眼前熟悉的院景, 竟是赵皇宫中小院,长恭一时诧异,不知怎的竟会回到这里来, 却就听到侧旁“咣当”一声药碗落地的声响。
他撇过头去, 便见单庭昀连忙弯腰捡碗,而后迅速冲到他跟前来, 两手一把抓住他的胳膊左右打量:“你,你……”
长恭皱眉“唔”了一声:“你结巴了。”
“少帅!”他方才猛一抬头, “你已好了?!”
长恭只应一声, 退开他的手, 转身回屋。
单庭昀便忙不迭也跟着进去。
只见长恭坐到椅上,示意他将药碗放下,喊来近前, 张口便是一连串的提问。单庭昀也顺应,凡他有问便答。一番细细盘问后,长恭方才知道,原是豫王的兵马救了他们。

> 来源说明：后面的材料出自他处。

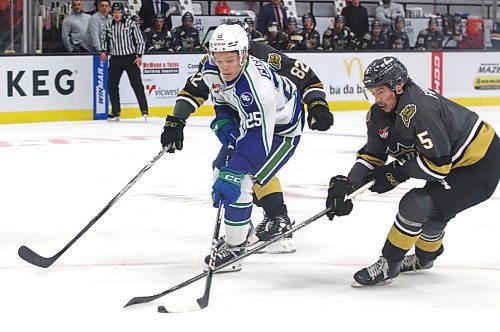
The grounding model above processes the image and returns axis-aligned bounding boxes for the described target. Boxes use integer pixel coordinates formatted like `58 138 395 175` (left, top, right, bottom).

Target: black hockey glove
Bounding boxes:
307 100 333 131
365 161 410 194
161 115 186 153
326 175 356 220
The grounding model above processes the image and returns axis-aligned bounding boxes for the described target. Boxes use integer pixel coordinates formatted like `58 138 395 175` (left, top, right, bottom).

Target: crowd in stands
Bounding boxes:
3 0 488 53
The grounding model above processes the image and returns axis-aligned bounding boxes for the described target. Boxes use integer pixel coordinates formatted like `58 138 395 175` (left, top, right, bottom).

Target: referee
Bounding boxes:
101 2 148 122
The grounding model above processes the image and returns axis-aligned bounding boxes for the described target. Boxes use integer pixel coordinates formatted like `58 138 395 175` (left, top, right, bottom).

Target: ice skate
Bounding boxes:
351 256 401 288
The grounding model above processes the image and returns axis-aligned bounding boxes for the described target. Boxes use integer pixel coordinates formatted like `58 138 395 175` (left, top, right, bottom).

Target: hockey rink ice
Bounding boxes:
0 107 500 332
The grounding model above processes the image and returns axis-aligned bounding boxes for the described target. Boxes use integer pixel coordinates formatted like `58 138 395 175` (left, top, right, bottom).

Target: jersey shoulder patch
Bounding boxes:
267 52 281 70
399 104 417 128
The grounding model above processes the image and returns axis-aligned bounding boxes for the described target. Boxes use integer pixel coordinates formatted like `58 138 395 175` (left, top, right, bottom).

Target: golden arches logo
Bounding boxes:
343 57 364 83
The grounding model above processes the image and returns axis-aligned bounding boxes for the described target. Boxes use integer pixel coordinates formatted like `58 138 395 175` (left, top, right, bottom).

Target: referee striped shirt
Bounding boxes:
101 18 145 56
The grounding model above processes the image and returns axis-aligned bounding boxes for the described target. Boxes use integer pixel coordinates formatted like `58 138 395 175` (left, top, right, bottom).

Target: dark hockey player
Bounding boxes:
172 12 201 52
415 17 444 51
326 57 500 287
323 15 358 51
144 13 174 52
389 16 410 50
161 22 333 258
265 22 288 51
361 20 389 51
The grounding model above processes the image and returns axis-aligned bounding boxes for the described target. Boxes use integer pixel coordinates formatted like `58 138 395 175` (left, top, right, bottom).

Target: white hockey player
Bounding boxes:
202 24 302 271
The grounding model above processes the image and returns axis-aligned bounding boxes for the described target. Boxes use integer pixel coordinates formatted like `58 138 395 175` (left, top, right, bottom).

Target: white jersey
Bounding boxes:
202 56 302 172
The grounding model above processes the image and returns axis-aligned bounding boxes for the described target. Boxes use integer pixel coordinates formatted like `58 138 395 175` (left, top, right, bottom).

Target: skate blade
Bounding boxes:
351 279 392 288
250 238 297 254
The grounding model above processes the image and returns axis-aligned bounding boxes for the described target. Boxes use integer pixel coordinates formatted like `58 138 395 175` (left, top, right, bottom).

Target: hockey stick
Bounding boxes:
158 201 226 313
124 180 375 312
17 146 170 268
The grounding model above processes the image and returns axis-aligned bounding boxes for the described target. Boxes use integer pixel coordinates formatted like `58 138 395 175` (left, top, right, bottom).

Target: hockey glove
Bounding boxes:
212 167 245 207
365 161 410 194
161 115 186 153
326 175 356 220
210 118 240 146
307 100 333 131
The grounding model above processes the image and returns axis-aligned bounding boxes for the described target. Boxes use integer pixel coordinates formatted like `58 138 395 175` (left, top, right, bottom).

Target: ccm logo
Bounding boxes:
432 52 443 94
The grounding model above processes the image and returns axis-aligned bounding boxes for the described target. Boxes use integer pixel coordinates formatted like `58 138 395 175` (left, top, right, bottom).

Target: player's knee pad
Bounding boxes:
398 188 436 224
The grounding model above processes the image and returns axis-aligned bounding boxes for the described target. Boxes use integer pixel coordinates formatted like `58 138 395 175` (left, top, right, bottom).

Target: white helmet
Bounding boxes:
208 24 248 65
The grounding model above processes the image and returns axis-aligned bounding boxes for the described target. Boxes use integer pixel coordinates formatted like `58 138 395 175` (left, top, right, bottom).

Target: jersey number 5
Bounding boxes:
417 130 434 150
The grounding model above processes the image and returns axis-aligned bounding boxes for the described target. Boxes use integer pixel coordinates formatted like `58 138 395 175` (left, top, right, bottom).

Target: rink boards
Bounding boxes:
0 52 500 123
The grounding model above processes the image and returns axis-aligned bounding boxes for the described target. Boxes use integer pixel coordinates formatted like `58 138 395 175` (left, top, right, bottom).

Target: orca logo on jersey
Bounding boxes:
212 83 220 93
267 53 281 70
240 92 253 106
399 104 417 128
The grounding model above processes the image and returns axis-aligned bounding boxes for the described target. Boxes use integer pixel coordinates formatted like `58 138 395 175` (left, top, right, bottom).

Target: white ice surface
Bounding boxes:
0 108 500 332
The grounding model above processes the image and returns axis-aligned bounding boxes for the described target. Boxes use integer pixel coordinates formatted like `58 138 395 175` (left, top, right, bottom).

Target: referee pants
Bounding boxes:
108 54 148 116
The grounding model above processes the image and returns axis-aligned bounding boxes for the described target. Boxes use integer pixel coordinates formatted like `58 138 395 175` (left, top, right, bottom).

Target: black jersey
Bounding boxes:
174 41 326 118
353 83 495 183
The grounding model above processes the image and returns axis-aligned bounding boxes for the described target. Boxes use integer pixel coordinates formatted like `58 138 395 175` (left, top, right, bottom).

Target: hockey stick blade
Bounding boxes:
17 246 58 269
124 180 375 308
17 149 170 268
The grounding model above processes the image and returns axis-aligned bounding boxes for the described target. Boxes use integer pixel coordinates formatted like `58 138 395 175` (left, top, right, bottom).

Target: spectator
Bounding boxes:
257 0 287 35
415 17 444 51
101 2 148 122
389 16 410 50
61 0 92 53
323 15 358 51
243 17 266 41
144 13 174 52
302 13 321 51
265 22 288 51
375 0 405 31
139 0 172 30
342 0 368 39
172 12 201 52
361 20 389 51
87 0 113 52
285 17 305 50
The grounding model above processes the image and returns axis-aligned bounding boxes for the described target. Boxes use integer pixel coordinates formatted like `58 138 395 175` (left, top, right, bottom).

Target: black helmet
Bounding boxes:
243 17 255 27
372 20 382 29
363 56 411 90
154 13 165 21
335 15 345 23
394 15 405 24
182 12 194 23
429 17 438 26
111 2 125 13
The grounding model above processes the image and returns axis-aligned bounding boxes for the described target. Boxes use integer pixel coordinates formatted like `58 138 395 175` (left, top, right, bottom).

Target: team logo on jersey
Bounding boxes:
399 104 417 128
378 127 389 140
267 53 281 70
212 83 220 93
240 92 253 106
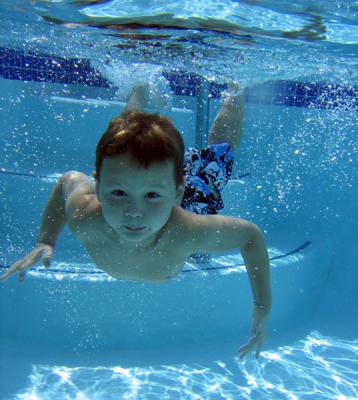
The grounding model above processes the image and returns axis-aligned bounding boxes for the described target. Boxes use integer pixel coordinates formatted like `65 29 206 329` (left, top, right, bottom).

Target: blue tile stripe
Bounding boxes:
0 47 358 109
0 240 312 276
0 47 110 87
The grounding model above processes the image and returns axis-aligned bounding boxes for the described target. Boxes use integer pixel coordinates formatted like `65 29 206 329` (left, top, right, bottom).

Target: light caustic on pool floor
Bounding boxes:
16 332 358 400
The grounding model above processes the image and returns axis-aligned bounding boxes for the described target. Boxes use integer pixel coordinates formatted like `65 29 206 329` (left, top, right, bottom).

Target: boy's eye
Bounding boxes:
111 189 126 197
147 192 160 199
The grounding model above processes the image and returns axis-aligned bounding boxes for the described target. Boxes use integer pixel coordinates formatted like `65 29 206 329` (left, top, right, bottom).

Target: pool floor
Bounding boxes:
0 331 358 400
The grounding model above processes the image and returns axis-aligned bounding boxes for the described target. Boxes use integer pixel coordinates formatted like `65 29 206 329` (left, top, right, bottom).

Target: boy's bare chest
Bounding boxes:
86 238 186 281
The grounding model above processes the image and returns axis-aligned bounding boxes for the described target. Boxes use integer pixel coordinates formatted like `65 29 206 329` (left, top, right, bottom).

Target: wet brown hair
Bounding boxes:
95 111 184 186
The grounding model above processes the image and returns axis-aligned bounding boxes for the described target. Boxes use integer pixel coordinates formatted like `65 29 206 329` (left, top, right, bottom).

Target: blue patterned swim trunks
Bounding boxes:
181 143 234 214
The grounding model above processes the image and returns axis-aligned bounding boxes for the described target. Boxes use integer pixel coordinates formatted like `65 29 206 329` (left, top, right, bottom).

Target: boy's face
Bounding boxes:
96 153 184 244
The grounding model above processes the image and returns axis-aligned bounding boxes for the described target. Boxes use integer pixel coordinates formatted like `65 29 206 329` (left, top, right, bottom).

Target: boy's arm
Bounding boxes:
190 215 271 357
0 172 91 281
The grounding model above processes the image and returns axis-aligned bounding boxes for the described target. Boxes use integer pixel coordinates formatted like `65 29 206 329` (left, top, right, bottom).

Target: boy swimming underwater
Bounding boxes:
0 87 271 357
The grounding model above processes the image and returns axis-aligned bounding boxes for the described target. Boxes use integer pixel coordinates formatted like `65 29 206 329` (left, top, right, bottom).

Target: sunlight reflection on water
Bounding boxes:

当日朝廷军围攻营州, 长恭没想到的,是在他出兵营州后,兄长竟会修了一封书信递去荆州, 给了豫王。豫王得信,便真就依他所说,特地留意了朝廷军的一举一动。于是甫一得知朝廷大军行有异动的当下,豫王的兵马便从荆州出发了。当初长青修书豫王, 原只为了提醒豫王多加小心,却不想一朝鄞城城破,竟托此救了鄞城一命。

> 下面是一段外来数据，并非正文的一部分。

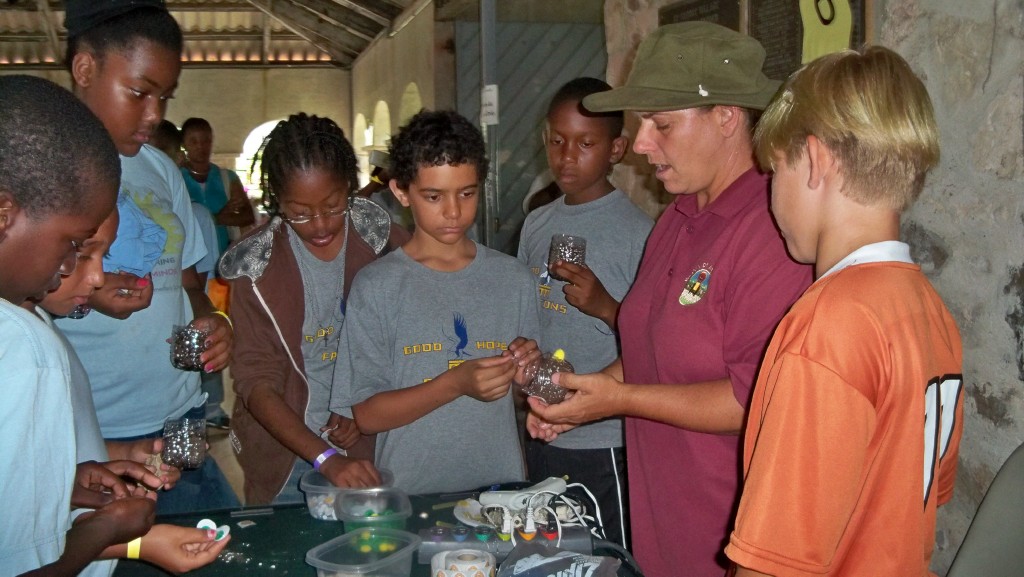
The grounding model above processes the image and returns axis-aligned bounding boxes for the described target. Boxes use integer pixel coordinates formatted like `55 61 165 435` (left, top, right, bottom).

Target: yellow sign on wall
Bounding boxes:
800 0 853 65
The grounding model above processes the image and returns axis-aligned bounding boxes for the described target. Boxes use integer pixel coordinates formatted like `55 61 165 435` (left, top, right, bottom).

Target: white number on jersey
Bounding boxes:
925 375 964 504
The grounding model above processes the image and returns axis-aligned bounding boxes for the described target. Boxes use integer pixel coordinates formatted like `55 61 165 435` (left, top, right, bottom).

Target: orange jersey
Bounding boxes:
726 261 964 577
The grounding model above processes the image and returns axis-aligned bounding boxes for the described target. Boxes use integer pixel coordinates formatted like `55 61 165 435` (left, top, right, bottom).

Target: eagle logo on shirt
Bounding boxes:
445 313 469 359
679 264 712 306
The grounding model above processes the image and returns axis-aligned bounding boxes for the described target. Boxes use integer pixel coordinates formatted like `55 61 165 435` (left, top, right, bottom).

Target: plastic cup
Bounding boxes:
171 325 209 371
548 235 587 282
160 417 206 469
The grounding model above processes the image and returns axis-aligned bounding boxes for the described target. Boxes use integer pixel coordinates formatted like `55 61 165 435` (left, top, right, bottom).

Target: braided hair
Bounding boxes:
250 113 359 215
65 6 184 70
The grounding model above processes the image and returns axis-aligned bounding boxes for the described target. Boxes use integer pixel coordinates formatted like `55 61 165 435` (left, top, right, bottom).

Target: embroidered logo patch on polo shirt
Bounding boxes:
679 264 712 306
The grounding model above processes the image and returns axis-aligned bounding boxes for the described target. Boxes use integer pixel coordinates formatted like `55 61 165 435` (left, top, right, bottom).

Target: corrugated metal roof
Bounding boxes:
0 0 422 69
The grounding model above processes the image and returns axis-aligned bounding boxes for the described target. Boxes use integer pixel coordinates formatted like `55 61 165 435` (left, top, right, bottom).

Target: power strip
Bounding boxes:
479 477 566 510
418 526 594 565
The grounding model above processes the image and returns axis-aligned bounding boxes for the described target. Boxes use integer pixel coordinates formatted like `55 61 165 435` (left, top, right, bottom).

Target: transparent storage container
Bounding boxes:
306 527 421 577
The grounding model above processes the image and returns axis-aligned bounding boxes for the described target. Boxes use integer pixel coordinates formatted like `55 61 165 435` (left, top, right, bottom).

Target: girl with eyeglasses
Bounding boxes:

鄞城在被屠戮半城之后,好歹保了下来,只是营州失守。朝廷军从鄞城撤出,又与营州兵马合力,取道两州边境,将相邻并州也夺了回去。
卫家军连遭重创,折损大将有二,主帅卫长恭又身负重伤,于是退居鄞城,暂行休养。
长恭便是如此,才又回到了赵皇宫中。
“只是少帅,那日救治当时多么凶险,白羽先生都说你此番难捱的,怎的眨眼竟好了,还能好得如此之快?”单庭昀极是不解。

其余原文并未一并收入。